Vanishing Houses ...

finding a home

A mind-blowing 32% fewer homes have come on the market below $750,000 so far this year. Over time, just about everything becomes more expensive. After a while, society digests the higher values. Gasoline was $1.12 per gallon back in 2002, compared to $4.20 today. A visit to the Magic Kingdom would set a Mickey Mouse fan back $41 back in 2000, a lot cheaper than the $114 Disneyland ticket this month. In 2010, mouth-watering, sliced bacon was selling for $3.86 per pound versus $5.85 today. Change is inevitable, and so are higher prices.

As home prices have appreciated over the years, the lower price ranges have dwindled and became a smaller percentage of the housing stock. It is not merely the fact that fewer homeowners within these more affordable price ranges have not placed their homes on the market; instead, it has more to do with home values appreciating and surpassing the lower range thresholds. These ranges are vanishing.

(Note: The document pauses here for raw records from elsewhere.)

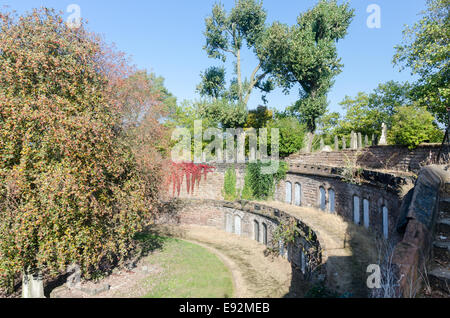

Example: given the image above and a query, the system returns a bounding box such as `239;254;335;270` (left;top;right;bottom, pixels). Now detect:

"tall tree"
262;0;353;133
393;0;450;123
197;66;225;100
204;0;272;108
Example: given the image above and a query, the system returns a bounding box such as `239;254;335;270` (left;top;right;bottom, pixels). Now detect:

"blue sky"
0;0;426;112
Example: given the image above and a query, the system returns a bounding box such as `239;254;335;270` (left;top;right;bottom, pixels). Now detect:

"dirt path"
167;226;292;298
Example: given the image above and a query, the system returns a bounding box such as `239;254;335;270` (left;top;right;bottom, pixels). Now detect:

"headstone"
378;123;387;145
350;131;358;150
22;271;45;298
66;264;81;288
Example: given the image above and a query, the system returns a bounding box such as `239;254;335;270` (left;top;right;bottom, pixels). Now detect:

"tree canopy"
262;0;354;132
393;0;450;124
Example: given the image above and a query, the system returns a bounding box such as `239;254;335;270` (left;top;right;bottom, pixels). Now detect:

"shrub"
0;8;167;290
388;106;443;149
267;117;306;158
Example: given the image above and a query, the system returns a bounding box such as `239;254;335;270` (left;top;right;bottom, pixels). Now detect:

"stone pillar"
378;123;387;146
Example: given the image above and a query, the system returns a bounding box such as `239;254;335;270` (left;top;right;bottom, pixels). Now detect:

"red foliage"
170;162;216;196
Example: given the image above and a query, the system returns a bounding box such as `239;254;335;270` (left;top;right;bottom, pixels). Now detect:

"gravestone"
378;123;387;146
22;271;45;298
350;131;358;150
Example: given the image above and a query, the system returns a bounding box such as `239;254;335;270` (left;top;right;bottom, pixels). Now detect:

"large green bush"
388;106;443;149
267;117;306;158
0;8;167;286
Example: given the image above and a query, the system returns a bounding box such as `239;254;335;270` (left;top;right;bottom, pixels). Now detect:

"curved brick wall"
158;199;322;285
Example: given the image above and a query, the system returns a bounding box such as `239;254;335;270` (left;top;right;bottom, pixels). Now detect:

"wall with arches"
156;199;322;288
275;172;401;238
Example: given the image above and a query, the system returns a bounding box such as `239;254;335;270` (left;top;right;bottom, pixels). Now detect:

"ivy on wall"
243;161;289;200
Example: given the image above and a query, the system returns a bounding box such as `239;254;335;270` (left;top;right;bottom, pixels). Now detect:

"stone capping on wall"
288;163;415;194
393;166;450;297
165;199;323;278
286;144;441;173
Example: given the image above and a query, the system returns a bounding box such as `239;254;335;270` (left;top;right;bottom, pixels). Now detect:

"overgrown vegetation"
222;166;239;201
388;106;444;149
244;161;288;200
0;9;171;292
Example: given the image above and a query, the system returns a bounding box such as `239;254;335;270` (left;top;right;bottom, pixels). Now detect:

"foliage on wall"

The erosion of more affordable housing has been going on for years. This trend will continue as long as the market remains hot. With a depressed, unfathomably low inventory and unrelenting demand fueled by record low rates, this sizzling market is poised to continue for quite some time. The torrid pace will remain through the end of 2021 and is poised to endure through 2022 as well.

For buyers anticipating more homes in the affordable price ranges coming on the market soon, it is just not going to happen. The number of opportunities is diminishing over time. Buyers who wait will be confronted with fewer available options to purchase. More and more homes are surpassing the $500,000 and $750,000 thresholds.

The bottom line: while it may be challenging to find a home in the lower ranges today, as homes appreciate, it will only become more challenging in the future.